François Ozon a bien raison de ne pas faire d’un quelconque drame familial, la raison du comportement de Léa/isabelle. Rien dans ce qui nous est dit de cette famille ne nous donne d’explication sur le désir de Léa de se prostituer, sinon sans doute l’absence d’un père, mais lors de la rencontre avec le psychanalyste, elle n’en dira rien ce qui est aussi très bien vu. Cette famille est normale, plutôt à l’aise financièrement. Sa vie ressemble à celle de la bourgeoisie parisienne et ses membres semblent plutôt bien dans leur peau. Famille recomposée, certes avec une liaison extraconjugale de la mère mais quoi au fond de plus banal.

Et l’on se tromperait profondément si l’on voulait y trouver je ne sais quelle piste clinique, sinon une nouvelle façon pour Léa d’affirmer son pouvoir. Une fois révélée la prostitution de Léa, la mère d’ailleurs se méfie de sa fille dont le pouvoir d’attraction sexuelle, tout à coup , lui saute aux yeux pourrait-on dire.

Encore plus explicite est précisément la scène au cours de laquelle la mère de Léa apprend stupéfaite ce que fait sa fille.

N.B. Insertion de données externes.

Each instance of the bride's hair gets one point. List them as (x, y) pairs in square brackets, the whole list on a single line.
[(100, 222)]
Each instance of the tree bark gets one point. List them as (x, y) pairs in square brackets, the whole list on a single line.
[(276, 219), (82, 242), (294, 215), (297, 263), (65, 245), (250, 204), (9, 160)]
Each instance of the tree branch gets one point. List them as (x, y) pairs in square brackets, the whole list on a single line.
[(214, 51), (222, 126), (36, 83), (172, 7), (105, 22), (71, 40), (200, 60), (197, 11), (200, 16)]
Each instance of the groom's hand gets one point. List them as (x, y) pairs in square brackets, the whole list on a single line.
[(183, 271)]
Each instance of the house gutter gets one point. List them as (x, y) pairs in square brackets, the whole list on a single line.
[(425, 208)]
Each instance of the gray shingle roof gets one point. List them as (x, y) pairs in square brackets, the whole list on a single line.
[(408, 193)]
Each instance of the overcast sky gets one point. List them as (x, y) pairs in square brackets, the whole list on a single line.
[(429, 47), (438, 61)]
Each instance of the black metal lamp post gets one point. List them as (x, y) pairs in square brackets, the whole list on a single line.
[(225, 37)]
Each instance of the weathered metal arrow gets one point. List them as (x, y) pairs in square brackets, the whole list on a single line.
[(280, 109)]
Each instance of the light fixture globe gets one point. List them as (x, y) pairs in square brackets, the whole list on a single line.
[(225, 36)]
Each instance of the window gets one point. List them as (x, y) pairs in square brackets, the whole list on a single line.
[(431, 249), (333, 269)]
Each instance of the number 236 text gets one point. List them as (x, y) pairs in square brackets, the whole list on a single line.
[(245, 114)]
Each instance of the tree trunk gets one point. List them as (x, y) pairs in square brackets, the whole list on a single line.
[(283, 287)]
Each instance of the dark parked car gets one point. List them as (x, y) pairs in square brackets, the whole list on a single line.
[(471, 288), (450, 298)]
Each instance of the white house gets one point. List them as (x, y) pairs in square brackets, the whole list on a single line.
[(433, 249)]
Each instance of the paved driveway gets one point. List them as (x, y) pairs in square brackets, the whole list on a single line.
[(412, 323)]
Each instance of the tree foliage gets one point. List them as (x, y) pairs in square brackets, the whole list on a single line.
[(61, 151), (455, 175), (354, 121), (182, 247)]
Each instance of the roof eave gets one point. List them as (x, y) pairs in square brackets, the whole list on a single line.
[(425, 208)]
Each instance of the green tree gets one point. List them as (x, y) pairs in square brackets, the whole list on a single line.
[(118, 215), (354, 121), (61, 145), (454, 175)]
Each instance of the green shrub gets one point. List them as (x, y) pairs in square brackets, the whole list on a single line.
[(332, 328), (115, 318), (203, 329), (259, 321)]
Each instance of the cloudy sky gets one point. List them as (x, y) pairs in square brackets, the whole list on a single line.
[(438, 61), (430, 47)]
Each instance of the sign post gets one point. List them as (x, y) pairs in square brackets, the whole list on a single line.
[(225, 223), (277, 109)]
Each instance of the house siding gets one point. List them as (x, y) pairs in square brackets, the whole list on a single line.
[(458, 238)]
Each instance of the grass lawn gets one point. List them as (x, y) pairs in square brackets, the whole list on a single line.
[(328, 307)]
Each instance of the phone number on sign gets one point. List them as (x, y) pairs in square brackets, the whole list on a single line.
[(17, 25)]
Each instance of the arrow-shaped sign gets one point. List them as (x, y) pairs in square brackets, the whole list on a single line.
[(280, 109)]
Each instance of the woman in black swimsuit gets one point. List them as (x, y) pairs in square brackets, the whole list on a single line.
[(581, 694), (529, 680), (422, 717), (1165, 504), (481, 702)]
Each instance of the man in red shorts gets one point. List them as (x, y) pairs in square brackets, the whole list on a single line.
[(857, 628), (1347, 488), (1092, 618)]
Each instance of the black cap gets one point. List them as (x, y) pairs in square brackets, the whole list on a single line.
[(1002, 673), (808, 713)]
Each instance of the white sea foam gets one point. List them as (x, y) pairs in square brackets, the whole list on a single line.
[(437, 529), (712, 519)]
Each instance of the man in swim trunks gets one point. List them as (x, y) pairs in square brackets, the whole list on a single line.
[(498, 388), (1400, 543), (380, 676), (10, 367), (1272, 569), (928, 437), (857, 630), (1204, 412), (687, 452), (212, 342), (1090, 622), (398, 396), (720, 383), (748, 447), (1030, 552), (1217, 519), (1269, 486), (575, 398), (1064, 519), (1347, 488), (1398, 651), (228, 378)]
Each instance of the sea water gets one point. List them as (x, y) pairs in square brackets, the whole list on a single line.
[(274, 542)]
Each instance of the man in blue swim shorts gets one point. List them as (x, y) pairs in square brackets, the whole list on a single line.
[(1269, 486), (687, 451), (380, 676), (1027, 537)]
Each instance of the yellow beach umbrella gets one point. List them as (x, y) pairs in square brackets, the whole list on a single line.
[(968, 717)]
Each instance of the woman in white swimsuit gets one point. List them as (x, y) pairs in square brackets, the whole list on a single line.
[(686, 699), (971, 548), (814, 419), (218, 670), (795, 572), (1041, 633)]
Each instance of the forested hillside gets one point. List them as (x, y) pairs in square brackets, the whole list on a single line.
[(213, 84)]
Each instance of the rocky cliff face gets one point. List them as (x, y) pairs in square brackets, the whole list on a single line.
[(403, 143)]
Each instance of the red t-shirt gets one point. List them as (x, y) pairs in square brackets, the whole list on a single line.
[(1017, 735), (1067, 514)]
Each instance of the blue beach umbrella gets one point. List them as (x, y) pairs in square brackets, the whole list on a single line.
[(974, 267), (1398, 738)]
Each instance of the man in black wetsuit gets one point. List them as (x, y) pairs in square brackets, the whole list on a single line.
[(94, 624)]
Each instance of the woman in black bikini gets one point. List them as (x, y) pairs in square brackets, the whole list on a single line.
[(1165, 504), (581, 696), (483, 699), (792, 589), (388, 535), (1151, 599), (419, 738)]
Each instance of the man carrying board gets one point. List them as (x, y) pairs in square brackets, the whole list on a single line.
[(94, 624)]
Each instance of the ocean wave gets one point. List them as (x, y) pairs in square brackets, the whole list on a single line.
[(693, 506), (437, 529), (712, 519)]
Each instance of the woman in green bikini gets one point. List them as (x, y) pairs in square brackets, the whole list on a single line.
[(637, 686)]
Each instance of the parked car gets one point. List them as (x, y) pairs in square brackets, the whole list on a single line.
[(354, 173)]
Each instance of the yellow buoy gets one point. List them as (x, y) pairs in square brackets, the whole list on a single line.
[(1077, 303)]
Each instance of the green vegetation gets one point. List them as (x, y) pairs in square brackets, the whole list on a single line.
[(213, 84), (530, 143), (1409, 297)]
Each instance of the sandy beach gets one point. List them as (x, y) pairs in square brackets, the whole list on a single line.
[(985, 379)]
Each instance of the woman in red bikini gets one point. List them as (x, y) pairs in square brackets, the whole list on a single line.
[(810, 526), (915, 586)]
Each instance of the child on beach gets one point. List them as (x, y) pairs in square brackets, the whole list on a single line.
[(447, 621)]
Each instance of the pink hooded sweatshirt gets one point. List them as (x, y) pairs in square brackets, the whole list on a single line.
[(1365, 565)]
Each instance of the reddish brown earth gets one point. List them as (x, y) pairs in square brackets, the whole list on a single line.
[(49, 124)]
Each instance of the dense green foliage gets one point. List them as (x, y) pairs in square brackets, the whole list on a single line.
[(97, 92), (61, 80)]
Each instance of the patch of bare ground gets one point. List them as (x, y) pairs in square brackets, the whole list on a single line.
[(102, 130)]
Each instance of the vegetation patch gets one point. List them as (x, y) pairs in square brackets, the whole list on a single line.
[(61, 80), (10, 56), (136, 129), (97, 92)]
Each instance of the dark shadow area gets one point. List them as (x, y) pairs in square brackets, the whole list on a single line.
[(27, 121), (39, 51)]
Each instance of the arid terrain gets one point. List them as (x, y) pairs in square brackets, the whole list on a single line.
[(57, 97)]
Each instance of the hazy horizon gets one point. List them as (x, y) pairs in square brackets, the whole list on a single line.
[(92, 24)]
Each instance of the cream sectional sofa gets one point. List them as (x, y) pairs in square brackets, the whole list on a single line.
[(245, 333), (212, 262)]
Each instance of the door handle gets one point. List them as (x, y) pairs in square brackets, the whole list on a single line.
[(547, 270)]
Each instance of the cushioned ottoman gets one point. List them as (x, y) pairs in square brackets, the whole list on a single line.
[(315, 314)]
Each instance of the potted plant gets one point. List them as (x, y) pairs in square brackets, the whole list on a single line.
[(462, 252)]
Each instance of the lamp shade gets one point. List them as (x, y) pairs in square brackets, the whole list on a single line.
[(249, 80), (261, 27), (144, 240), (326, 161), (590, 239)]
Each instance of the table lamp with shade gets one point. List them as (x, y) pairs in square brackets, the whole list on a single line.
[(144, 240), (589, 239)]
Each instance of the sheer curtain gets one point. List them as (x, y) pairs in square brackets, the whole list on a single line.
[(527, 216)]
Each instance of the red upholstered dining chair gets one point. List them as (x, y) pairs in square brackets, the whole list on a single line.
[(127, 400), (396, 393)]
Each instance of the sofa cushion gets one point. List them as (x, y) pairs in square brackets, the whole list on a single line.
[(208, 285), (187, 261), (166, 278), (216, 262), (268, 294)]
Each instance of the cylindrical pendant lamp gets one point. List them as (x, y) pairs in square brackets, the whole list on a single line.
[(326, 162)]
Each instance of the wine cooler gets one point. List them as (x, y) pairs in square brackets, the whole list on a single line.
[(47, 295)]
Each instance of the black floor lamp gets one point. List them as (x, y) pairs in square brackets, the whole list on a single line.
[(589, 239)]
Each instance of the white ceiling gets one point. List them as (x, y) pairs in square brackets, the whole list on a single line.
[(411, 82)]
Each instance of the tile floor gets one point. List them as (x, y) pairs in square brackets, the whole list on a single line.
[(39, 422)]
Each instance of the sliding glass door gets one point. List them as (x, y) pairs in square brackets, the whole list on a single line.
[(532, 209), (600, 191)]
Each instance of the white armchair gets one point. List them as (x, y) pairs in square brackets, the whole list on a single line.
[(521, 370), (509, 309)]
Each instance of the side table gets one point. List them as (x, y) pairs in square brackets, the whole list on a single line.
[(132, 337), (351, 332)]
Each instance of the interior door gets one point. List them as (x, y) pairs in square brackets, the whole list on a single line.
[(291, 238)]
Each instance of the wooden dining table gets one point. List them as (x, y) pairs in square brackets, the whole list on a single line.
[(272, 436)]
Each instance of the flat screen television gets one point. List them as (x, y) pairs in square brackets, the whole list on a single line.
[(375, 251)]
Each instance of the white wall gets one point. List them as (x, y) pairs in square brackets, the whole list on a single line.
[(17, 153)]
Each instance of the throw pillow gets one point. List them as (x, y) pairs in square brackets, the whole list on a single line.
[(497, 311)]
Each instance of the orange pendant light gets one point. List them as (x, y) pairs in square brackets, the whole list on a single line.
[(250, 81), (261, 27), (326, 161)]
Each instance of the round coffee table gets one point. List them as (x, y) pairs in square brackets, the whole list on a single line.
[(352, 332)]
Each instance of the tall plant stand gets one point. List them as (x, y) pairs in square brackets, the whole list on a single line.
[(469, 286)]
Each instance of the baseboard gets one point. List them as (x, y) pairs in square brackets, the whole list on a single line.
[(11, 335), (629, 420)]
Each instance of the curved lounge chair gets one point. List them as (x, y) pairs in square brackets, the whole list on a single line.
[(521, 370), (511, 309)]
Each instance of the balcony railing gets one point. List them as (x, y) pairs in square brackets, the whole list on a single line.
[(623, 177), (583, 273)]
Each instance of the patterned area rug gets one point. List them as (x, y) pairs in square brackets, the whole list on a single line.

La scène montre la mère hésitant entre l’incrédulité, la culpabilité, l’agressivité, la tendresse. Devant cette situation, loin de s’expliquer, de parler de ses motivations d’expliquer , Léa/isabelle se tait mais l’image nous la montre plutôt dans la jouissance du malaise que provoquent à la fois ce qu’elle a fait mais aussi, mais surtout son silence.

Par ce silence même que le cinéaste ne trouble d’aucune explication, Léa rejoint la cohorte des femmes prises dans la perversion. Celle des anorexiques graves, celles des femmes qui se rendent volontairement malades et provoquent les médecins dont elles jouissent secrètement de les mettre en défaut de les provoquer. Plongés par ces patients dans une perplexité que les psychanalystes s’ils n’en possèdent pas les clés ne sont guère mieux armés que le personnel hospitalier pour décrypter cette énigme , ceux-ci se perdent en conjecture. Ces femmes sont celles que décrit Alain Abelhauser dans son ouvrage « Mal de femme. La perversion au féminin », et dont Léa représente un exemple parfait.

Jouissant de leur corps et de leur silence devant la réaction de leur entourage. Muettes sans doute plus par incapacité de se dire à elle-même ce qui fait leur jouissance une jouissance sans parole, sans mot , sans commentaire. Jouissance Autre sans aucun doute.

Léa, renvoyée à ses études, joue un moment à être Isabelle. Une petite jeune fille qui a quelques amours adolescentes incertaines et qui quitte pour l’occasion ses vêtements de prostituée (dont certains étaient quand même empruntés à sa mère lieu de l’identification et de la rivalité inconsciente) pour revêtir ceux de la lycéenne type : baskets et jean, mais qui garde le savoir acquis dans son activité de prostituée pour réveiller le désir d’un garçon quelque peu troublé par le corps présent/absent de Léa. Mais Ozon nous montre que tout cela paraît bien fade aux yeux de Léa et que la jouissance enfermée dans une petite boite contenant la carte sim qui est son accès à l’internet et à son retour à la prostitution reste ce qui au-delà d’un comportement qui prend les apparences des conventions sociales est toujours présent et ne cherche qu’une occasion pour se manifester à nouveau.

On l’a compris, François Ozon ne s’est pas trompé dans sa description de la perversion au féminin. Un bon film pour entamer la rentrée, qui n’en doutons pas nous fera certainement au cours de l’année croiser une ou plusieurs « Léa » dans nos consultations.